Złapali mnie, a Aro zaczął się oddalać. Spróbowałam się wyrwać,ale trzymali mnie bardzo mocno.

– Tato poczekaj !!! Aua puszczajcie, to boli !!!– krzyczałam,a wtedy Aro się odwrócił i spojrzał na mnie, a potem posłał gniewne spojrzenie w kierunku strażników. Ruszył jednak dalej nie czekając na mnie. Poczułam, że nie mogę pozwolić na to, by teraz odszedł. Musiałam z nim porozmawiać. Wrzasnęłam. Mój krzyk poniósł się korytarzem wywołując trzęsienie ziemi. Szklane ozdoby pękały, obrazy spadały ze ścian. Aro spojrzał w moją stronę. Ochrona leżała u moich stóp nieprzytomna. Drżałam widząc co uczyniłam.

– Tato...– odparłam i ruszyłam w jego stronę robiąc kilka kroków, a potem zatoczyłam się i upadłabym na potłuczone na ziemi szkło, gdyby nie Aro, który znalazł się przy mnie w jednej chwili i złapał w swoje ramiona. Spojrzałam na niego i chwilę później otoczył mnie mrok. Jedyne co jeszcze przez kilka sekund słyszałam to swoje imię wypowiadane głośno przez tatę i krzyk Sulpicji.

______________________________

Kolejny rozdział

Cześć,

Przepraszam, jeśli są błędy.
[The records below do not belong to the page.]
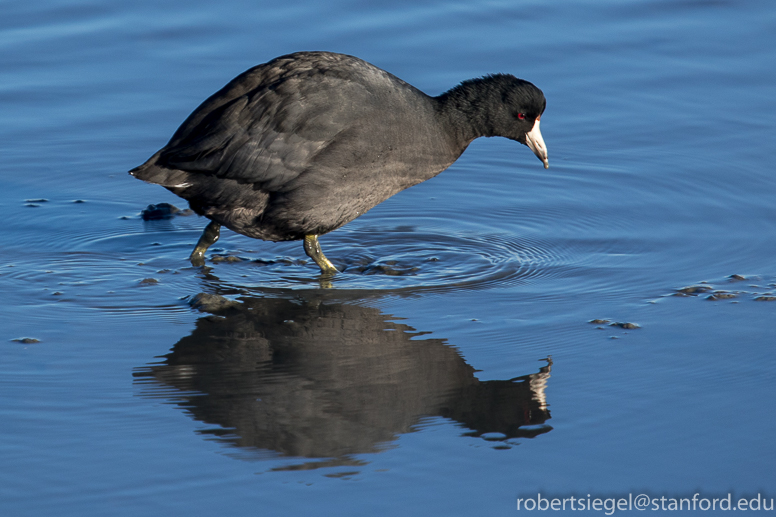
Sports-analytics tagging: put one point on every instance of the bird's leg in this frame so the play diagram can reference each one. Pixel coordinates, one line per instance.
(313, 250)
(208, 238)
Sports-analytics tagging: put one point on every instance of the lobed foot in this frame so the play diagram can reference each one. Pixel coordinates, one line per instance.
(313, 249)
(208, 238)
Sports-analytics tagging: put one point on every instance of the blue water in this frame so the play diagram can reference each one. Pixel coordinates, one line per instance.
(452, 368)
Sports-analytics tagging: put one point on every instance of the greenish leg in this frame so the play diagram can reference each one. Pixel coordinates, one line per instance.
(313, 250)
(209, 237)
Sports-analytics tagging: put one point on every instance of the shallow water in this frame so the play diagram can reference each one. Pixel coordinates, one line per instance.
(452, 367)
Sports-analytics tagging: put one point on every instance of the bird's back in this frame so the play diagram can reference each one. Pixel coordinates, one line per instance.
(302, 145)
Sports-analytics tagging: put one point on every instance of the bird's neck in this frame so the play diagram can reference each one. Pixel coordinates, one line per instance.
(466, 117)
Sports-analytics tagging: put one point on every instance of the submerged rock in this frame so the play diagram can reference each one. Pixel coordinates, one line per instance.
(162, 211)
(26, 340)
(211, 303)
(625, 325)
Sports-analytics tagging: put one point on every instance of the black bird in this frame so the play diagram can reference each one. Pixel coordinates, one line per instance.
(307, 142)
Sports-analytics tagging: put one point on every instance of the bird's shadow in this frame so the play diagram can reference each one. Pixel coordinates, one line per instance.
(310, 376)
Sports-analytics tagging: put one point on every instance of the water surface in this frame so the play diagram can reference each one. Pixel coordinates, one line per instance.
(452, 367)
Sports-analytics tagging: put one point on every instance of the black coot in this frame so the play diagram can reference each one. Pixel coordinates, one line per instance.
(307, 142)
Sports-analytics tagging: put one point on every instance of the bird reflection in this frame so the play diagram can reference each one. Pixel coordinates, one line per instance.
(324, 379)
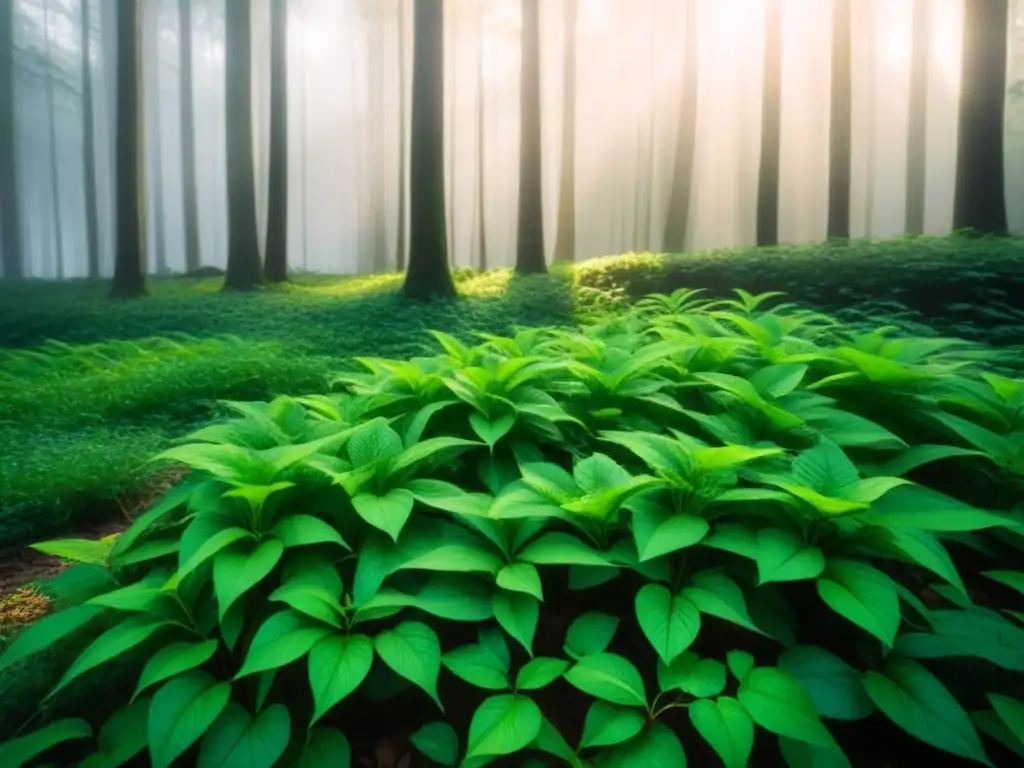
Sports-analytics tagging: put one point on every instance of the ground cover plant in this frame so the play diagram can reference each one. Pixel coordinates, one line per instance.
(709, 529)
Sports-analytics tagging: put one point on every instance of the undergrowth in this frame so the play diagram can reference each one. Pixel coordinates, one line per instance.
(704, 529)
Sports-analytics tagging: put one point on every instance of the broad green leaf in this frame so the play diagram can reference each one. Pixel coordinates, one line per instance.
(413, 651)
(338, 665)
(914, 699)
(834, 685)
(181, 712)
(781, 557)
(864, 595)
(503, 725)
(726, 726)
(173, 659)
(670, 623)
(236, 740)
(778, 704)
(19, 752)
(607, 725)
(283, 638)
(608, 677)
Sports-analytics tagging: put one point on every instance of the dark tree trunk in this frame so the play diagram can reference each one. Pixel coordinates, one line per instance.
(10, 228)
(842, 109)
(245, 271)
(129, 275)
(565, 232)
(89, 146)
(276, 226)
(771, 117)
(679, 201)
(189, 197)
(918, 132)
(428, 273)
(980, 202)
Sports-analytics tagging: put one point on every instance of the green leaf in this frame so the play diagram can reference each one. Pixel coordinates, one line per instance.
(914, 699)
(173, 659)
(670, 623)
(864, 595)
(181, 712)
(690, 674)
(540, 673)
(503, 725)
(521, 577)
(236, 572)
(283, 638)
(591, 633)
(437, 741)
(608, 677)
(338, 665)
(413, 650)
(834, 685)
(388, 513)
(726, 726)
(518, 614)
(779, 704)
(22, 751)
(781, 557)
(236, 740)
(607, 725)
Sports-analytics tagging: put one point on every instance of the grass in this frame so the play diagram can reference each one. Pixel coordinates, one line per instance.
(91, 388)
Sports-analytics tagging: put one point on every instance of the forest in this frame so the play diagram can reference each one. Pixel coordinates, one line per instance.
(590, 383)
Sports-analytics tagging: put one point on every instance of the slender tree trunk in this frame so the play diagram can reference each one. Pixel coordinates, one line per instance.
(980, 200)
(428, 273)
(676, 224)
(840, 128)
(89, 146)
(10, 228)
(189, 194)
(245, 271)
(129, 274)
(771, 117)
(529, 243)
(918, 131)
(276, 226)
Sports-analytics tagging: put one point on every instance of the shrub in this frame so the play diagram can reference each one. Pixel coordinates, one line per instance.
(757, 519)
Miałam mało czasu na pisanie i mam problem coś ostatnio z pomysłem na kolejne rozdziały. Chyba jak zwykle mój plan wydarzeń trochę się rozjechał z tym co napisałam, no ale mimo to dalej toczy się w dobrą stronę tylko zakończenie będzie trochę inne niż planowałam. Jednak i tak pewnie was zadowoli.

Postaram się coś napisać w tym tygodniu. Nie będę jednak obiecywać bo mój czas ostatnio jest naprawdę ograniczony.

Kocham to opowiadanie i dziękuję, że wciąż czytacie moje prace, ale nie będę już tak często jak mogłam kiedyś, bo zaszło dużo zmian w moim prywatnym życiu.

Jednak nie odchodzę od wattpada, bo pragnę skończyć to co nie jest dokończone, a więc to opowiadanie z pewnością doczeka się epilogu.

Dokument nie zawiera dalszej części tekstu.